April 26, 2004 — Melingo, Ltd. (http://www.melingo.com), a company that has provided advanced search capabilities for complex languages, has just introduced Morfix CL, its English-Arabic-English Cross-Language Search with Embedded Translation. What that means is that English-speaking researchers can search through Arabic material without knowing any Arabic at all—and see a results page with a translation of each Arabic word or phrase. Melingo, a subsidiary of Encyclopaedia Britannica, Inc., is carefully positioning its Morfix technology as a complement to other search engines. The company is concentrating its efforts on aiding the search process and not on highlighting the process of machine translation, which it says is still very inaccurate. Melingo claims that Morfix CL represents a breakthrough in Arabic language analysis and a boon to intelligence agencies and businesses, which today process growing amounts of Arabic data with limited numbers of qualified human translators.Morfix—MORphologyFIX—is named after morphology, the science that deals with how words change their forms. It is the changing of forms that bedevils most search engines. Semitic languages, such as Hebrew and Arabic, have extreme morphological complexity and are thus notoriously the most difficult to search, according to Yoni Neeman, founder and CEO of Melingo. Neeman is an expert in natural language processing (NLP) who has worked on unraveling the complexities of Semitic languages since 1989. The company has offered its Morfix search capability for Hebrew, and, due to the increasing demand for handling Arabic content, has now introduced the new Morfix CL for Arabic.
While words in English might have 5 or 6 forms or inflections (word stem alternatives), Arabic words could have up to 10,000 inflections per word. As Neeman explained it, "words and articles are kind of glued together in Arabic." In addition, both the Hebrew and Arabic languages use spelling systems that neglect to include vowels, leading to a lot of ambiguity when words are read out of context. Imagine seeing an English word written as fnd-it could mean found, find, fend, fund, fiend, or fond.
The Morfix technology platform is based on comprehensive lexical databases of meanings and a system that enables programming the complete grammar of a language into the system. "Because Morfix works with actual meanings, not just written words, it can accurately translate an English query into precise Arabic meanings and retrieve all relevant texts at lightning speed," says Neeman.
While I was skeptical about the benefit of even showing me a demo—how would I know what he was typing in the search box?—we conducted the searches in English as well as in Arabic and I was suitably impressed. The Morfix engine will search for an exact match, for the word and its synonyms (thesaurus search), for all words inflected from the same stem (morphological search), or for words derived from the same root (expanded search). The results screen presents abstracts with the search terms highlighted. For a demonstration of the cross-language English-Arabic search, see http://www.morfix.com/arabic.
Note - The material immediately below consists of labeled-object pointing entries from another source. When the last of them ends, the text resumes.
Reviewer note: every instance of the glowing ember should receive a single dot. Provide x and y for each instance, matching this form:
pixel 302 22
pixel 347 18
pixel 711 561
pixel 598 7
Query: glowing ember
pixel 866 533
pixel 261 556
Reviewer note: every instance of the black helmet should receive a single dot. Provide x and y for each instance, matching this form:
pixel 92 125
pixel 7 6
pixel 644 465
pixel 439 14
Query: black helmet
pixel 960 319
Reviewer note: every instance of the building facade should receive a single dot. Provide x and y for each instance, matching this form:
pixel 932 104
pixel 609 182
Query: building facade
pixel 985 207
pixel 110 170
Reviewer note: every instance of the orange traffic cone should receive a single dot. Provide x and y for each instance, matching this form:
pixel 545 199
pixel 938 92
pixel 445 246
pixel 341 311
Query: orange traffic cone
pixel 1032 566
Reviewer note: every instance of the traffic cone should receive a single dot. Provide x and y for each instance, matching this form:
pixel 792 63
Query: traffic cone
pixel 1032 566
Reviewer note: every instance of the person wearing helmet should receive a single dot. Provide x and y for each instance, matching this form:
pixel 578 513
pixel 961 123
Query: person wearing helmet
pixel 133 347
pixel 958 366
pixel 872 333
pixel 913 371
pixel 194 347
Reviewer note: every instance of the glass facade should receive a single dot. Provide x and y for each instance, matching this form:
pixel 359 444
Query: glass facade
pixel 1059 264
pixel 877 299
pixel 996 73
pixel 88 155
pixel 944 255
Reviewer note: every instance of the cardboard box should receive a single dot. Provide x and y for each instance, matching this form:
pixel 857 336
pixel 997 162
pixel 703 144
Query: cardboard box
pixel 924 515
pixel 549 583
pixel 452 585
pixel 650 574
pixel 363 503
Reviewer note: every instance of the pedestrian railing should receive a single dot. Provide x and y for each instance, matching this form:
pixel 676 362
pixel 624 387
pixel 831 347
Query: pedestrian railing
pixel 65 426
It did seem a little kludgy to me, mousing over single words and getting the translated text, with the possible variations for each word—and trying to discern the gist of a document. For example, an Arabic word might be shown translated as "fasten; strengthen; stabilize; establish; convict." It's just not the same as seeing a full rough translation. But, as Neeman explained, he feels that machine translation is currently inadequate to the task. He said that customers of Morfix CL would likely use it to locate relevant material and then refer the documents to human translators to render an accurate text.
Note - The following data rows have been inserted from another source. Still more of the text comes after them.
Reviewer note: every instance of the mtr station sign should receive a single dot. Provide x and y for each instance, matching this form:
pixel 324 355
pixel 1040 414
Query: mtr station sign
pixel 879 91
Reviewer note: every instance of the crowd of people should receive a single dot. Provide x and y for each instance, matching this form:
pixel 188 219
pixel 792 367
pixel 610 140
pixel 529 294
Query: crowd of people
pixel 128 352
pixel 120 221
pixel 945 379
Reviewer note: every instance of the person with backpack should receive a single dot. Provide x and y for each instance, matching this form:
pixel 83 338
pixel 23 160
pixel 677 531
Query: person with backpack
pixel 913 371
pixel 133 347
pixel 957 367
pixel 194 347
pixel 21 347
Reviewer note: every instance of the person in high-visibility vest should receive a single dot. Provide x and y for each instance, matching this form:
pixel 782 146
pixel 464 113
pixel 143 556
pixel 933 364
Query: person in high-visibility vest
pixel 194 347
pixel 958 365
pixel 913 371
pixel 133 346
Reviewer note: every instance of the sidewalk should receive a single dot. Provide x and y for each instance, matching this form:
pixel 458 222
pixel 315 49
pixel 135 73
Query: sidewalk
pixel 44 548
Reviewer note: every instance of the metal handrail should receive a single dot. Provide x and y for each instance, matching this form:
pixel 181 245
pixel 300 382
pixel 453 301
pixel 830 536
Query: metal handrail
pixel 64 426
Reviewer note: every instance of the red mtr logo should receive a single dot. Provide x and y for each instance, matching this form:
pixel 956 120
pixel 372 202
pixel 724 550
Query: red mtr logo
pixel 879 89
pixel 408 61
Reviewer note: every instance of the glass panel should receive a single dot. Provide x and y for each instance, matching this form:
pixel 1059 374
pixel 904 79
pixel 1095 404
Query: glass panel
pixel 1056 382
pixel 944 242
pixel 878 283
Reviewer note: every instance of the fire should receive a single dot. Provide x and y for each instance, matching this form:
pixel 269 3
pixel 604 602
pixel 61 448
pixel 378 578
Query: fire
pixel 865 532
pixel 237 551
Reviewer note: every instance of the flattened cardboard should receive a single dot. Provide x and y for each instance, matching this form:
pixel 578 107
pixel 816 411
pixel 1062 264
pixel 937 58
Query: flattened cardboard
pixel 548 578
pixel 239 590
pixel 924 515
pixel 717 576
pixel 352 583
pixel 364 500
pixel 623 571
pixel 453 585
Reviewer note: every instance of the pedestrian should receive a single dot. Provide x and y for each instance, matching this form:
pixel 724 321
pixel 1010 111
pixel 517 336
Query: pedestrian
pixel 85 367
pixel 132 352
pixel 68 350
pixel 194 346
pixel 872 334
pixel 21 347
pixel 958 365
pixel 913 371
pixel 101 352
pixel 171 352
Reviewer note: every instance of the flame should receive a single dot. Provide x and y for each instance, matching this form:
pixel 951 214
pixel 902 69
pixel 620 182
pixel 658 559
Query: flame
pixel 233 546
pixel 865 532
Morfix can be licensed as a search engine on its own, with its own spidering and indexing modules, or as a plug-in to search engines and to databases, such as Microsoft SQL Server and Oracle. Neeman said the company has been talking with some Web search engines about possible partnerships. Pricing varies depending on size of the enterprise, number of users, and volume of data. The new Morfix CL, which offers the cross language capability, is currently only available for Arabic, though it may be introduced for Hebrew at a later date.
Melingo, Ltd., a wholly owned subsidiary of Encyclopaedia Britannica, Inc. since 2000, has its headquarters in Tel Aviv, Israel. Melingo's other products include automatic text-to-speech and text-to-phoneme conversion products, and the company is developing phonetic search products for speech search. Melingo's current customers include government intelligence agencies and business organizations.
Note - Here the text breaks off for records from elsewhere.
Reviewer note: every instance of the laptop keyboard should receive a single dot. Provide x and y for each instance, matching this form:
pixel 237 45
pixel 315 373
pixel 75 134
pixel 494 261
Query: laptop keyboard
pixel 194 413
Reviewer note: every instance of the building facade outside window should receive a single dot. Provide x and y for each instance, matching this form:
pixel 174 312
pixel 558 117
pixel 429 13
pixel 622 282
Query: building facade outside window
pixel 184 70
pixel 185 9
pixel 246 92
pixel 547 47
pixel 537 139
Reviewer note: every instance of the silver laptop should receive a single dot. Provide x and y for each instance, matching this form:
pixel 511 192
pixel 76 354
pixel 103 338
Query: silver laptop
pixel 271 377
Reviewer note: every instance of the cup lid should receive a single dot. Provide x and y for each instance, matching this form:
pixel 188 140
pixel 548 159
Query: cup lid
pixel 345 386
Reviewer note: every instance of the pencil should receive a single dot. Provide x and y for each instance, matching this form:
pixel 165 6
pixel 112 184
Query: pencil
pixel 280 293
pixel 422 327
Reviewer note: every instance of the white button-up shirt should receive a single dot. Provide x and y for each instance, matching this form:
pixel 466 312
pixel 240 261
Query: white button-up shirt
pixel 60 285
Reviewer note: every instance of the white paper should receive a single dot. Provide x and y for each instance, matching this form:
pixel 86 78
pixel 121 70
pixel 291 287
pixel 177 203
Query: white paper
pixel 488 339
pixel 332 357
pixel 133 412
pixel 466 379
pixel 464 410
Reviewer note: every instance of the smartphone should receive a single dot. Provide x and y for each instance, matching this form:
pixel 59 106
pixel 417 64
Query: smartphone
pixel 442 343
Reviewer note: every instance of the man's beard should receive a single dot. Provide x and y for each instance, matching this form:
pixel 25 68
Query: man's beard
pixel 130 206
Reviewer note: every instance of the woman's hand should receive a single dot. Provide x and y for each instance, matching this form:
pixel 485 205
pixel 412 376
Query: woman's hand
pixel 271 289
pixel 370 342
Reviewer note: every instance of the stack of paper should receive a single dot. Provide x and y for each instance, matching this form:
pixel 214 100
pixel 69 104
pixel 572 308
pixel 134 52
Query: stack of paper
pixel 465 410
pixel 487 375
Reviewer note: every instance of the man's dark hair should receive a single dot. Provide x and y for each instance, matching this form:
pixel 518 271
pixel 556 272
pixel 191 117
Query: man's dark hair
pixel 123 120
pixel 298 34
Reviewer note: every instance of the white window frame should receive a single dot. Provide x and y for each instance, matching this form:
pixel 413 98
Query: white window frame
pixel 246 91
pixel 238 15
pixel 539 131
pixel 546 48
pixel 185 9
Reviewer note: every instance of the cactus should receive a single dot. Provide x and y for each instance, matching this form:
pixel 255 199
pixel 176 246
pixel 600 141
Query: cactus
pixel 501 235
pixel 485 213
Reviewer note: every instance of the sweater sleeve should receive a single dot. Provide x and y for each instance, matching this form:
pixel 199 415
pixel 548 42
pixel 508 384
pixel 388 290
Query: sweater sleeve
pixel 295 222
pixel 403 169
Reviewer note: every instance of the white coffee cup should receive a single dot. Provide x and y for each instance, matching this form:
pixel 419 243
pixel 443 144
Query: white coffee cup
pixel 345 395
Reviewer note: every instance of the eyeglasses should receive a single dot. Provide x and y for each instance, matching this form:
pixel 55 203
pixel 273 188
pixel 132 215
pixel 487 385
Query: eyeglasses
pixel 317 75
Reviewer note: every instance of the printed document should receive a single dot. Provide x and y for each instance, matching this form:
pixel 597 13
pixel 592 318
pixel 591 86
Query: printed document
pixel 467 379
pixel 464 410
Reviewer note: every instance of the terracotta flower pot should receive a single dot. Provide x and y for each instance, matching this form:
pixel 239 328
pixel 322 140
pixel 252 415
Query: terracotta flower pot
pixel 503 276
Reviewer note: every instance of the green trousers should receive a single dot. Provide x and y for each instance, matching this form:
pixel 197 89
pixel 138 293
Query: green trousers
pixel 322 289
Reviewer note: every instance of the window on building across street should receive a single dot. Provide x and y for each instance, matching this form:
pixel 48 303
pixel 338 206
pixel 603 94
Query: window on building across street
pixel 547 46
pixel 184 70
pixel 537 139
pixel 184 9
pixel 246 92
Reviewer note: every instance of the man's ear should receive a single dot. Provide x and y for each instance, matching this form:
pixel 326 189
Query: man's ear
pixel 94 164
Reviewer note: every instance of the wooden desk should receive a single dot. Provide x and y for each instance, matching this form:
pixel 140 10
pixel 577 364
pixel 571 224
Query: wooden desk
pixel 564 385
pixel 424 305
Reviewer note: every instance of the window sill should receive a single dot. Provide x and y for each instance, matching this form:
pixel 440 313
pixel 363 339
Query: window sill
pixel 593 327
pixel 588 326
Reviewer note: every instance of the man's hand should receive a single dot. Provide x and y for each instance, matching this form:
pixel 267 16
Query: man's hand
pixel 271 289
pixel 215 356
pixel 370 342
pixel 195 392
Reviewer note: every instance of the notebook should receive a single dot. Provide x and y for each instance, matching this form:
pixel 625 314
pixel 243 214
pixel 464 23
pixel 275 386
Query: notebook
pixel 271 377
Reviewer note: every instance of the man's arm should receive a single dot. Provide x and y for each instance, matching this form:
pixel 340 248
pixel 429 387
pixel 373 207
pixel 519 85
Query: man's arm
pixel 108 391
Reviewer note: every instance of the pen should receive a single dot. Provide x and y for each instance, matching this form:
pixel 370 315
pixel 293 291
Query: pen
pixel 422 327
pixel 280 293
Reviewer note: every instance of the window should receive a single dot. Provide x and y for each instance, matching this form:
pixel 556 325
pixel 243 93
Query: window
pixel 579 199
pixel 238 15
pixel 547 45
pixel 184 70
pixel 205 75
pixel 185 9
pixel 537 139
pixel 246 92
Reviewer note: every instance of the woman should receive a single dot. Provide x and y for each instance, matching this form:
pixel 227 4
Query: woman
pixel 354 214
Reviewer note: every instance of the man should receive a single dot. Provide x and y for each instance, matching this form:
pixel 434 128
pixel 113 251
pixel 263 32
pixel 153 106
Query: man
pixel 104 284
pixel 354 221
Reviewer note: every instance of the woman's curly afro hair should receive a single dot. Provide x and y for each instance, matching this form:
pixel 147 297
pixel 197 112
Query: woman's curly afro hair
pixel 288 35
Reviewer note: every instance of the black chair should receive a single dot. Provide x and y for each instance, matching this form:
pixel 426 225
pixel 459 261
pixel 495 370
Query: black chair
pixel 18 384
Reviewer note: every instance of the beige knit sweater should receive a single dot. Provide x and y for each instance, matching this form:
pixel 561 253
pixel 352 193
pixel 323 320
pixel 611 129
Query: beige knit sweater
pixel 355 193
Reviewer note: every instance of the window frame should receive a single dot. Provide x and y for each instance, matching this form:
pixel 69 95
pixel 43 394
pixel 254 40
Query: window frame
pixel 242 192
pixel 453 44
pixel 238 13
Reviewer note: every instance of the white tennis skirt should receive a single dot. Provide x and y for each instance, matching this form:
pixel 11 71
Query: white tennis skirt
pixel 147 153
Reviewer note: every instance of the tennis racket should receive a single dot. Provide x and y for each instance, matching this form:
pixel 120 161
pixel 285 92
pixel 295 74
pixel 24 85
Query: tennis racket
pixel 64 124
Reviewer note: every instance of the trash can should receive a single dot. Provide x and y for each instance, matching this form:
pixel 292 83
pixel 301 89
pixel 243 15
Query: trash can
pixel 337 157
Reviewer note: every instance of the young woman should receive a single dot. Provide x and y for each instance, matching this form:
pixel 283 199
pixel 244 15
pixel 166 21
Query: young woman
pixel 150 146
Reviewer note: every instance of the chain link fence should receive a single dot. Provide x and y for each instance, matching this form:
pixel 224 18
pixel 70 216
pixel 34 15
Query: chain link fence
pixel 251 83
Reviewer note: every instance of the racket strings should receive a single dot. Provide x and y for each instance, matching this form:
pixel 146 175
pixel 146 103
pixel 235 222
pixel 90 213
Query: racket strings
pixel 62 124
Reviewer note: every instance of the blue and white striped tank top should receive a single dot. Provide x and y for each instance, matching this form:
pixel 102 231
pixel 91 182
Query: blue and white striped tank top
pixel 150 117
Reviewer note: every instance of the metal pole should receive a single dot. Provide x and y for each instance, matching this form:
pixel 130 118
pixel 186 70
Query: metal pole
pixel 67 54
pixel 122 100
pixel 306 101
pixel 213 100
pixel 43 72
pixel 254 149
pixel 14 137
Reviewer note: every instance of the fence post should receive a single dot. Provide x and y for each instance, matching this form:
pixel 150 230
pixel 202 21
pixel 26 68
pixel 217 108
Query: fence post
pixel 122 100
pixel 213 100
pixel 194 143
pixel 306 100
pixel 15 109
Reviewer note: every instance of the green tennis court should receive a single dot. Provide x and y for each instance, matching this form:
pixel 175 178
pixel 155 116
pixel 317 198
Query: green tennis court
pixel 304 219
Neeman said the company chose to implement Morfix on Hebrew and Arabic first because the benefit of using a unifying system to overcome variance and ambiguity is the greatest in these languages. But the Morfix technology platform can be applied to meaning-based searches for any language, which expands its application potential considerably. Britannica said it is seeking strategic partnerships for Melingo that would fully leverage the commercial potential of Morfix and Morfix CL both in the security markets worldwide and in consumer markets in the Arab world.
Melingo is not alone in tackling complex language barriers, and some companies are emphasizing machine translation capabilities. In December 2003, Language Weaver, an emerging software company developing statistical machine translation software (SMTS), announced the commercial availability of an Arabic to English language pair module for its automated translation product. Language Weaver's software is based on statistical machine translation research done at the University of Southern California's Information Sciences Institute (ISI). The company was founded in 2002 to commercialize the technology. One of its backers is In-Q-Tel (http://www.in-q-tel.org), a private not-for-profit venture group funded by the Central Intelligence Agency (CIA).
Other companies working in this space include Sakhr Software (http://www.sakhr.com; shown implemented at http://www.ajeeb.com; offers technologies that support FAST's enterprise search platform) and Xerox Research Centre Europe (http://www.xrce.xerox.com/competencies/content-analysis/arabic/). Basis Technology Corp. (http://www.basistech.com) offers the Rosette Arabic Language Analyzer (ARLA), a multi-platform linguistic engine that facilitates the analysis of documents written in Arabic.